Но с появлением Лиэрин Монтэгю изменился. Отрицал, что смотрит, не заступался, мог и сам усмехнуться вслед, а потом вдруг оказался рядом. Нашёл общий язык с этой вечно торопящейся, порывистой, сентиментальной и до невозможности невыносимой француженкой. И ей, кажется, плевать, что он был среди тех, кто смеялся, пусть и в стороне.
И от этого ребра сдавливала глухая боль: деньги, связи, выставки — всё пустое, если нужную руку протянул другой. А про Чарльза забыли. Сначала игнорировали насмешки, потом не заметили, как он "исправился". Цветы летели в мусорку, вежливость разбивалась о холодный взгляд её голубых глаз, от которого хотелось плотнее закутаться в шарф.
Кулак сжался так, что костяшки побелели. В груди копошилось мерзкое, липкое чувство, которое он ненавидел в себе. Ревность. Злость. Зависть. Всё сразу. Сколько бы он ни твердил, что ему плевать, одно воспоминание о её взгляде – и всё рушилось.
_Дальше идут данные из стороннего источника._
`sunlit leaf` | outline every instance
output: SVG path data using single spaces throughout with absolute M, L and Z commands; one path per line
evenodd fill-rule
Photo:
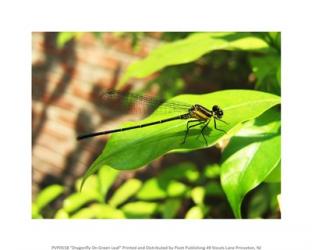
M 266 182 L 281 182 L 281 162 L 272 170 L 269 176 L 265 179 Z
M 65 211 L 65 209 L 61 208 L 57 210 L 57 212 L 54 215 L 55 219 L 68 219 L 69 214 Z
M 155 200 L 166 197 L 179 197 L 188 191 L 188 187 L 178 181 L 162 178 L 147 180 L 136 197 L 141 200 Z
M 235 217 L 244 196 L 263 182 L 281 160 L 280 113 L 273 109 L 246 123 L 223 153 L 222 187 Z
M 234 131 L 241 122 L 253 119 L 280 103 L 280 97 L 252 90 L 225 90 L 204 95 L 181 95 L 172 101 L 185 102 L 190 105 L 200 103 L 209 109 L 218 104 L 224 111 L 223 120 L 227 124 L 217 121 L 217 126 L 227 133 L 224 134 L 214 129 L 212 121 L 205 132 L 207 145 L 200 133 L 200 127 L 190 129 L 186 142 L 182 144 L 186 131 L 185 120 L 148 126 L 140 128 L 140 131 L 129 130 L 116 133 L 110 137 L 101 155 L 92 163 L 84 175 L 84 180 L 106 164 L 119 170 L 129 170 L 144 166 L 173 150 L 195 150 L 207 146 L 211 147 L 225 137 L 229 137 L 231 131 Z M 173 113 L 172 116 L 178 114 L 181 112 Z M 159 114 L 156 110 L 145 120 L 127 123 L 124 127 L 164 118 L 168 118 L 168 115 Z
M 156 202 L 137 201 L 121 207 L 127 218 L 150 218 L 157 211 Z
M 208 178 L 216 178 L 220 176 L 221 168 L 218 164 L 207 165 L 205 167 L 205 176 Z
M 207 212 L 208 207 L 197 205 L 187 211 L 185 219 L 203 219 Z
M 38 212 L 41 211 L 46 205 L 48 205 L 51 201 L 55 200 L 58 196 L 60 196 L 64 192 L 64 187 L 61 185 L 51 185 L 43 189 L 36 198 L 36 207 Z
M 92 201 L 101 202 L 102 197 L 96 193 L 73 193 L 64 200 L 63 208 L 67 213 L 72 213 Z
M 104 166 L 99 170 L 98 178 L 100 182 L 100 193 L 103 196 L 103 200 L 105 200 L 106 194 L 109 188 L 113 185 L 118 174 L 119 171 L 110 166 Z
M 150 55 L 129 66 L 119 86 L 128 79 L 142 78 L 170 65 L 189 63 L 215 50 L 260 50 L 268 44 L 248 33 L 194 33 L 185 39 L 161 45 Z
M 174 166 L 167 167 L 159 175 L 160 179 L 183 180 L 194 182 L 199 178 L 199 172 L 196 165 L 191 162 L 183 162 Z
M 203 204 L 205 198 L 205 188 L 204 187 L 195 187 L 191 191 L 191 197 L 195 204 Z
M 164 186 L 157 178 L 151 178 L 144 182 L 136 197 L 140 200 L 155 200 L 167 197 L 167 184 Z
M 278 206 L 280 207 L 280 210 L 282 210 L 282 197 L 281 194 L 277 195 L 277 202 L 278 202 Z
M 122 211 L 106 204 L 93 204 L 83 208 L 71 216 L 73 219 L 123 219 Z
M 31 218 L 42 219 L 42 215 L 40 214 L 37 204 L 35 203 L 33 203 L 31 206 Z
M 168 185 L 167 194 L 169 197 L 178 197 L 184 195 L 188 191 L 188 187 L 178 181 L 172 181 Z
M 137 179 L 129 179 L 122 186 L 120 186 L 111 199 L 108 201 L 108 204 L 112 207 L 117 207 L 121 203 L 127 201 L 131 196 L 135 195 L 138 190 L 141 188 L 142 182 Z
M 71 194 L 64 200 L 63 208 L 67 213 L 72 213 L 91 201 L 103 201 L 103 196 L 100 193 L 99 178 L 97 175 L 90 176 L 90 178 L 86 180 L 83 189 L 79 190 L 81 183 L 82 179 L 80 178 L 75 183 L 77 192 Z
— Мистер Грэнтэм, ваши работы – смело, экспрессивно, — чей-то лощеный голос перебил наваждение. Чарльз повернулся, натянул безупречную улыбку, кивнул, сказал что-то уклончивое. Но мысли всё равно утекали туда, далеко за эти стены, к школе, к её холодным глазам и к фигуре, которая стояла рядом с ней. Монтэгю, чертов сукин сын, который раньше не стоил ничего, не сильно отличался от тени на стене, теперь занимал собой все пространство. И размышления об этом разрастались, как тоненькая, почти невидимая трещина на стекле, но с каждой секундой стекло хрустело все громче. Мир вокруг продолжал искриться и гудеть, а внутри зияла дыра, из которой наружу рвались злость и тоска. Он едва не раздавил бокал в руке, представив, как легко хрупкий кристалл может лопнуть, разлететься осколками – точно так же, как разлетелось его ощущение власти над ситуацией.
Вокруг шептались, смеялись, обменивались визитками, обсуждали мазки и композицию, а он стоял среди всего этого великолепия и ясно понимал: ни похвала, ни аплодисменты, ни фамилия на табличке под картиной не имеют значения. Потому что в её глазах всё равно стоял другой. И от этого осознания в нём зрела решимость: он больше не позволит вычеркивать себя.
***
Огромный дом встретил его богатством, которое слишком кричало о себе. Высокие потолки с тяжёлой лепниной, хрусталь люстр, пастельные панели с позолоченными завитками – всё, что должно было внушать восторг, давило на плечи Чарльза так, что он уже не мог держать спину ровно. Мать любила рококо и всегда утверждала, что это праздник жизни, изящество и лёгкость. А ему казалось, что стены подслушивают и смотрят, что каждый ангел на лепнине ухмыляется, будто знает, как внутри ее сына все разрывается за его грехи.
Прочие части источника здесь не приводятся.